Compute as a Layered Market¶

This note is a draft research paper for discussion. It is not financial advice, a market forecast, or a claim that AILIS has solved compute-market design. The narrower claim is that AILIS might help explain why "compute" is becoming financially interesting precisely because it is not one simple commodity.

Trigger¶

On May 5, 2026, Bloomberg reported that BlackRock CEO Larry Fink told the Milken Institute Global Conference that demand for computing power could support a future market for compute futures, while also pointing to shortages in compute capacity, chips, and memory. That comment landed in a broader conversation that was already forming around GPU forward curves, compute swaps, AI infrastructure finance, data center power, HBM supply, and the limits of treating a GPU-hour as if it were as simple as a barrel of oil.
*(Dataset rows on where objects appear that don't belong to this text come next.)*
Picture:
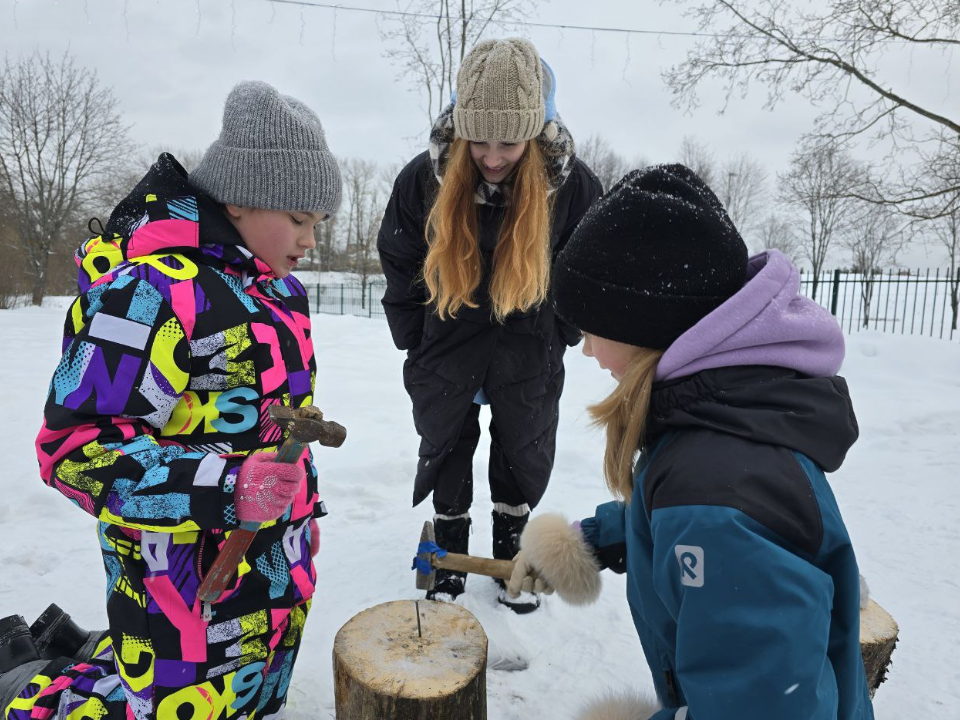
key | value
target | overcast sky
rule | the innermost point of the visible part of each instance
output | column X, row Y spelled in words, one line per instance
column 172, row 62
The social discussion around the quote surfaced the right tension. Compute can look commodity-like from far away, but in practice it is assembled from layers: power, cooling, chips, memory, interconnect, runtime software, model architecture, quantization, routing, policy, jurisdiction, and workload economics. A change at one layer might reprice compute in ways that are not obvious to people watching only the headline layer.

Thesis¶

Compute might become tradable only where enough of its layers can be standardized, measured, and settled. The remaining non-standardized layers become the source of basis risk, contract disputes, operational exposure, and perhaps arbitrage.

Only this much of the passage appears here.